Мы не проснемся однажды другими людьми. У нас останутся все те же желания, интересы, амбиции

Язык поддерживает стереотипы. Когда мы говорим «старик», в сознании рисуются какие-то средневековые картины: седовласые люди в лохмотьях, бредущие по обочине. Про себя так говорить — «старик», «старуха», — никому говорить не хочется.  

«Пожилые люди», наверное, достаточно нейтральный термин. Но он тоже не всегда удобен. Мы в фонде сейчас пришли к тому, что каждого человека стараемся называть по имени-отчеству. А дальше — как сам человек попросит. 

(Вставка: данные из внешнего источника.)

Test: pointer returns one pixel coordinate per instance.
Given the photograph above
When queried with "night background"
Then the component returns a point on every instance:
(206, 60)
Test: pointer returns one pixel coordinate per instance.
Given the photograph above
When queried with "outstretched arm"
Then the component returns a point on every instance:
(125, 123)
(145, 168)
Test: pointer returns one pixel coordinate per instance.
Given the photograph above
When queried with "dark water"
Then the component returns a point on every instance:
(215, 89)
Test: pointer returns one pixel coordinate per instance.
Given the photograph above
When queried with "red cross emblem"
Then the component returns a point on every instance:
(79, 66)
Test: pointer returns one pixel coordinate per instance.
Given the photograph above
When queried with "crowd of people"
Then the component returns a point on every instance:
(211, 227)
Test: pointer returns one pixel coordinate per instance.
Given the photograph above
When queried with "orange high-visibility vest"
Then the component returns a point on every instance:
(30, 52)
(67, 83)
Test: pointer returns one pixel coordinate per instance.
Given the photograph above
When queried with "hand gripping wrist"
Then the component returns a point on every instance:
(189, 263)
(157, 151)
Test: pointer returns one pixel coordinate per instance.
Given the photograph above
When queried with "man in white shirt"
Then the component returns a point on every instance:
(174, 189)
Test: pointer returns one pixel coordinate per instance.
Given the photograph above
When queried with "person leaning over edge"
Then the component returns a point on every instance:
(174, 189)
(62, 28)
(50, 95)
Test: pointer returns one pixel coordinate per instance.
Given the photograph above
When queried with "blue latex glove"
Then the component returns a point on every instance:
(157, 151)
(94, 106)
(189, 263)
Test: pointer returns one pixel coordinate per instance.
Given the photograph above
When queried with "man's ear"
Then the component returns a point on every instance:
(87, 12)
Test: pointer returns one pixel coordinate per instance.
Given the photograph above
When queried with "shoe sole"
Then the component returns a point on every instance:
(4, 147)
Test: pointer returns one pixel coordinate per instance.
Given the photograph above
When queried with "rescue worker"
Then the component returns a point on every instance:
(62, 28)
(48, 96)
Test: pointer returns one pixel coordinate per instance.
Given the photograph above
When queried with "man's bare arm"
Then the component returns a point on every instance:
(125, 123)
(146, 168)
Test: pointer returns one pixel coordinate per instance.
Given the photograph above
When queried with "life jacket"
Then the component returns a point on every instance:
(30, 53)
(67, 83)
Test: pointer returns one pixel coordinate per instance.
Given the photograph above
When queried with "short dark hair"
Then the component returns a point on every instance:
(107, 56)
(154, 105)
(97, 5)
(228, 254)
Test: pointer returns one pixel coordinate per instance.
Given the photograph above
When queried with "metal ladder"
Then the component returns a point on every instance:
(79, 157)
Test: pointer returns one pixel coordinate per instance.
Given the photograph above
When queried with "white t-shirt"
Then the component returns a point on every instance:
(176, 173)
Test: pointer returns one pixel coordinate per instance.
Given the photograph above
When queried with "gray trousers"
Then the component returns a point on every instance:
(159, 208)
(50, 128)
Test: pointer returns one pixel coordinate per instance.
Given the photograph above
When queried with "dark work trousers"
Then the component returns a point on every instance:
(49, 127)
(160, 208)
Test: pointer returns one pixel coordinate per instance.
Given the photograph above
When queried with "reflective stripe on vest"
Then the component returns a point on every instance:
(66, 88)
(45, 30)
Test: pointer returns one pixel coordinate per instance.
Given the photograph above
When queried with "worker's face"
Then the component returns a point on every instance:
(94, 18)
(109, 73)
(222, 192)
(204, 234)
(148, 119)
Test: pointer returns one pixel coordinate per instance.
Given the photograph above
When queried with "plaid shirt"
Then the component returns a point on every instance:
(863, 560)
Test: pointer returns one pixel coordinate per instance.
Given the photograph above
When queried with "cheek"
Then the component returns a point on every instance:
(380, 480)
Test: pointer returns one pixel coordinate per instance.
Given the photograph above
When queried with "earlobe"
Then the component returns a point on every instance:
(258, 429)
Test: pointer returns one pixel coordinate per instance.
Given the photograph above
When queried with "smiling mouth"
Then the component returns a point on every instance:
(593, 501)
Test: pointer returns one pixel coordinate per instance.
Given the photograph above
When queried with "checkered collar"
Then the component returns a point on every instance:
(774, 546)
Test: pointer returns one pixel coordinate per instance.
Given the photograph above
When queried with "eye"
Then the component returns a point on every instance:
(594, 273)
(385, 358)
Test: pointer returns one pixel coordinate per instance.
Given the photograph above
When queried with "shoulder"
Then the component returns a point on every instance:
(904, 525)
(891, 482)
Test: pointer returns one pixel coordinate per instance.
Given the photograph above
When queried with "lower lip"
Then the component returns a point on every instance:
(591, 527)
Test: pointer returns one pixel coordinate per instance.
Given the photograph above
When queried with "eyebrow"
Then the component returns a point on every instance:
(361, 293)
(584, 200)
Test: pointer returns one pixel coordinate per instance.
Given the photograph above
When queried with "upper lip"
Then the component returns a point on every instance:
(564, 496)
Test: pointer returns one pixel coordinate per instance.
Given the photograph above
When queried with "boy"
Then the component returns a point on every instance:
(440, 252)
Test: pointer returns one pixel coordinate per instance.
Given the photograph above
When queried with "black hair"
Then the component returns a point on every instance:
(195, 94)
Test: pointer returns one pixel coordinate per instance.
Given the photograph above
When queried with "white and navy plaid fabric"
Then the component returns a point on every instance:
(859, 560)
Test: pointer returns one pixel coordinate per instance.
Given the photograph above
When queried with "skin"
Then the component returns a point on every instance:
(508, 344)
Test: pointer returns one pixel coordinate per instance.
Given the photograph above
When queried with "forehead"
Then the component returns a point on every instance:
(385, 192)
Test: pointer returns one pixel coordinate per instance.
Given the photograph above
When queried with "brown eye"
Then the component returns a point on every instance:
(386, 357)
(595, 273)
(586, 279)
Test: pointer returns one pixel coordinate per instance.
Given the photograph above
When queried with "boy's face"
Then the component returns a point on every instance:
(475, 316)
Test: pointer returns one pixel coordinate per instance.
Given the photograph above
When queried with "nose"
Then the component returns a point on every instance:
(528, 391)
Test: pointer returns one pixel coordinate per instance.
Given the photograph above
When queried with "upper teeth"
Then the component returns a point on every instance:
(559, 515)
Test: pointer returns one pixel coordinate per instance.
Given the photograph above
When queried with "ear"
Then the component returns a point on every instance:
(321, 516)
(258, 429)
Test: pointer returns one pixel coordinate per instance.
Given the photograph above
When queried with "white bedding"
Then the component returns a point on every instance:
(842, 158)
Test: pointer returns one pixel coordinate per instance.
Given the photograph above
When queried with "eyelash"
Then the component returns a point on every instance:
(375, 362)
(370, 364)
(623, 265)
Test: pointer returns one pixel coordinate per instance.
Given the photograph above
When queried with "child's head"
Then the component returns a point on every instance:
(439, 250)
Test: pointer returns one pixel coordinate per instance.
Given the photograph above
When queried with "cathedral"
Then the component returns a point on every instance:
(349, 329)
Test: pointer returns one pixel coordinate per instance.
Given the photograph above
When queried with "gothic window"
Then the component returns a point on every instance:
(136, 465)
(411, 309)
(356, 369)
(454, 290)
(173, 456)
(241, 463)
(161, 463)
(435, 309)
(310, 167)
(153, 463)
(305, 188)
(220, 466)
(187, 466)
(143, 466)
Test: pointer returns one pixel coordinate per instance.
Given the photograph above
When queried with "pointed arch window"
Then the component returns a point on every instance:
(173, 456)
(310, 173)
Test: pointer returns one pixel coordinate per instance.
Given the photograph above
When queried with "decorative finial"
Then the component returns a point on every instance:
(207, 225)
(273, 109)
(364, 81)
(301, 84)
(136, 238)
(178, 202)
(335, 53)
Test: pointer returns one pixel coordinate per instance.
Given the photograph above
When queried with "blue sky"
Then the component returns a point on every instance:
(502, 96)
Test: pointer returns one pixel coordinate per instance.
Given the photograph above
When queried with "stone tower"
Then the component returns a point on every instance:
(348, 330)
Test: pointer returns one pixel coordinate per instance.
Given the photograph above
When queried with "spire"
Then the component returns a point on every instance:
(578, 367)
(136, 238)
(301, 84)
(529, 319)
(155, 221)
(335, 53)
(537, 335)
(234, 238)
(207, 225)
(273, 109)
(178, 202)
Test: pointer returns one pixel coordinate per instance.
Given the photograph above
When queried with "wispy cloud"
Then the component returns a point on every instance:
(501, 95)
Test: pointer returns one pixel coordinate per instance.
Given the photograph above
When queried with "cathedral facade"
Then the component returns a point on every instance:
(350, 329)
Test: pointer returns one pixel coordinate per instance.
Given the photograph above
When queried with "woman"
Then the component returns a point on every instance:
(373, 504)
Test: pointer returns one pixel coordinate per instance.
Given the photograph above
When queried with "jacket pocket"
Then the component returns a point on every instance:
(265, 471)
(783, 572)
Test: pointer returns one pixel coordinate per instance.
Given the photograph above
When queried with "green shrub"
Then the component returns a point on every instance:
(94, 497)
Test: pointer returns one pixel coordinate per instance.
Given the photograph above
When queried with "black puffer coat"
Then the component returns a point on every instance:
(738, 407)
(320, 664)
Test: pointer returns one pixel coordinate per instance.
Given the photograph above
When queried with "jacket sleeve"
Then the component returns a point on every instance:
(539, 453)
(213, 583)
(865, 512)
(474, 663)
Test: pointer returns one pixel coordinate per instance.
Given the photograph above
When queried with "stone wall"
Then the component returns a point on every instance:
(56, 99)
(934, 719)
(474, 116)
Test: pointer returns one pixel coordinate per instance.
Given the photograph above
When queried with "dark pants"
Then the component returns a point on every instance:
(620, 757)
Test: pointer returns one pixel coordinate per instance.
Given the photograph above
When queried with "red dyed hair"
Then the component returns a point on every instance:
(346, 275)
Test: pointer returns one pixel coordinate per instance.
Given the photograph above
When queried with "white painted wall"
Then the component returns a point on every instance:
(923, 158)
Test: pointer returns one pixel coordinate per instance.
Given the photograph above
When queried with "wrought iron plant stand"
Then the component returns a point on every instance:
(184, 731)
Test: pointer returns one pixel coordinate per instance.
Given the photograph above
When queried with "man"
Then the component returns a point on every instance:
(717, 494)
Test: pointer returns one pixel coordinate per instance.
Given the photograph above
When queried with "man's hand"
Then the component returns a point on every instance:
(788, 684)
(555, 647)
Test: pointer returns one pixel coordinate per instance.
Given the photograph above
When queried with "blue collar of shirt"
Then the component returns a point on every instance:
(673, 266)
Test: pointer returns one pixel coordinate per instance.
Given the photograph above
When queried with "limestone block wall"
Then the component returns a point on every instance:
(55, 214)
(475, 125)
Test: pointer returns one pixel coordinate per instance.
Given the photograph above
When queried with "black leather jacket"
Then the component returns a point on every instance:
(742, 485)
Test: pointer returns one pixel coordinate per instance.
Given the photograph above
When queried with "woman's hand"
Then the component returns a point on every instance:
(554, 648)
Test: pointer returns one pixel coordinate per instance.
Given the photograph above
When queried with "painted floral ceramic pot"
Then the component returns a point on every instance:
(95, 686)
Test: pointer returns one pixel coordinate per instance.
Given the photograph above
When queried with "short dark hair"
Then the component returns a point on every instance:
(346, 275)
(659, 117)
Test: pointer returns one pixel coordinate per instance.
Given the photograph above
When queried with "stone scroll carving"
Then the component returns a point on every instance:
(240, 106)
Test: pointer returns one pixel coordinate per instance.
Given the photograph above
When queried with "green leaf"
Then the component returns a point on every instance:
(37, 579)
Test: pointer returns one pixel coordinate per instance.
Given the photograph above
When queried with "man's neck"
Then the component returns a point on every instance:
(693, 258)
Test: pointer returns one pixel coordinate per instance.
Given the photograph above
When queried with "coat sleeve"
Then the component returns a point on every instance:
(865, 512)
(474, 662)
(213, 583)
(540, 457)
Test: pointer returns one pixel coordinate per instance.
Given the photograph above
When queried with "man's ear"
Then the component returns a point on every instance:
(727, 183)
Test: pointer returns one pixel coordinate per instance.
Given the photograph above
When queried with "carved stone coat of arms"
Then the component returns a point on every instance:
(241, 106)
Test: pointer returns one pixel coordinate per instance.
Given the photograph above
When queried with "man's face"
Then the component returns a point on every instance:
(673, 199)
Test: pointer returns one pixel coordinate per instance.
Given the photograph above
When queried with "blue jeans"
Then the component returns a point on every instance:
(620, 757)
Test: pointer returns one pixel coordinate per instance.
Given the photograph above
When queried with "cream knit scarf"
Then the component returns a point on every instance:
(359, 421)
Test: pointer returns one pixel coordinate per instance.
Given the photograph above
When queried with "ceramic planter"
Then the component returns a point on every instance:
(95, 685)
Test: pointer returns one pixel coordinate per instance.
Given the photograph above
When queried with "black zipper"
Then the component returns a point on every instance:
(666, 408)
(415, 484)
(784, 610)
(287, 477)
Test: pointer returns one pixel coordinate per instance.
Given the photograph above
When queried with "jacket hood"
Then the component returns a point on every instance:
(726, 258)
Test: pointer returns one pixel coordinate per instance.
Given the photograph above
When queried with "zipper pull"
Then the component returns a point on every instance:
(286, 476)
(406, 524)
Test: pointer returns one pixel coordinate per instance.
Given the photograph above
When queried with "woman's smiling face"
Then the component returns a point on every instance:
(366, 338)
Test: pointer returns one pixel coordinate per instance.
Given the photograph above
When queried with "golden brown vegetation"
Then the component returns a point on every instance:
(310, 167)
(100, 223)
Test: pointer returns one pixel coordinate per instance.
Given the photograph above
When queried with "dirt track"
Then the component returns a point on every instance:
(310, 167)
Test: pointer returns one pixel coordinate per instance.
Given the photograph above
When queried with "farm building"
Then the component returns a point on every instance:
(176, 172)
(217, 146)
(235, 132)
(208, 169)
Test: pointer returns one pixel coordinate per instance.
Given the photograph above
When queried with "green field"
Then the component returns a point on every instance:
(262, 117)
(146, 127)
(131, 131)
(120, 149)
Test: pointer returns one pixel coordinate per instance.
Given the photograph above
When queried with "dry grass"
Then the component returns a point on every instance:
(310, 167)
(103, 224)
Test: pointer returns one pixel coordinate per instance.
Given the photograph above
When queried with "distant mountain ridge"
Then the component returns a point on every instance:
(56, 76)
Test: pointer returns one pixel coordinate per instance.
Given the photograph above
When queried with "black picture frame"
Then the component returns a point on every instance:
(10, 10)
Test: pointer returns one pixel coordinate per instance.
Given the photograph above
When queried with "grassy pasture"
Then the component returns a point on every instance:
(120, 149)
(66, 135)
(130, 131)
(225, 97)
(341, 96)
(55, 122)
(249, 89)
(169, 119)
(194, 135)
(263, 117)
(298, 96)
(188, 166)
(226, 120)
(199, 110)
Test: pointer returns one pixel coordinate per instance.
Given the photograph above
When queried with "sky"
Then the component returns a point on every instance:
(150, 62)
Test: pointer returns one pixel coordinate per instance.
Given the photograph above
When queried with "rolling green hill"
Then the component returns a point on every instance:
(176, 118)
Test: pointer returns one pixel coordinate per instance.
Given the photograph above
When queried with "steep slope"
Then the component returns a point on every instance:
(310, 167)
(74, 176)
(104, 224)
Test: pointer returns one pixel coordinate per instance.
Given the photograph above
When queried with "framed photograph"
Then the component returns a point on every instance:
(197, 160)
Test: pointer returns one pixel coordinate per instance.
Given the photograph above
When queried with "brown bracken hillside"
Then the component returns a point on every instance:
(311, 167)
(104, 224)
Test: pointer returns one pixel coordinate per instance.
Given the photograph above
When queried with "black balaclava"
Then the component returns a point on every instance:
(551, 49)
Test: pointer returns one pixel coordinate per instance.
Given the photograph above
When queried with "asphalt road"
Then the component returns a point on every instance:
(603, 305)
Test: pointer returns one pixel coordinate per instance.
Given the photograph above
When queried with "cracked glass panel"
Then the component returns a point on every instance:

— Мы про пожилых людей говорим так, как будто это какие-то другие. Так же, кстати, говорим про детей.

 

— Да, есть такая черта. И в том, что мы от старости стремимся отвернуться, в том числе причина невозможности быстрых изменений. Когда мы чего-то боимся, это что-то сложно изменить. У нас в фонде главный тезис —  что думая о старости, мы думаем о будущем. Своем, своих друзей, своих детей. Чем раньше мы поймем, какой интересной, насыщенной, прекрасной может быть старость, тем раньше она перестанет нас пугать и начнет восприниматься как время возможностей.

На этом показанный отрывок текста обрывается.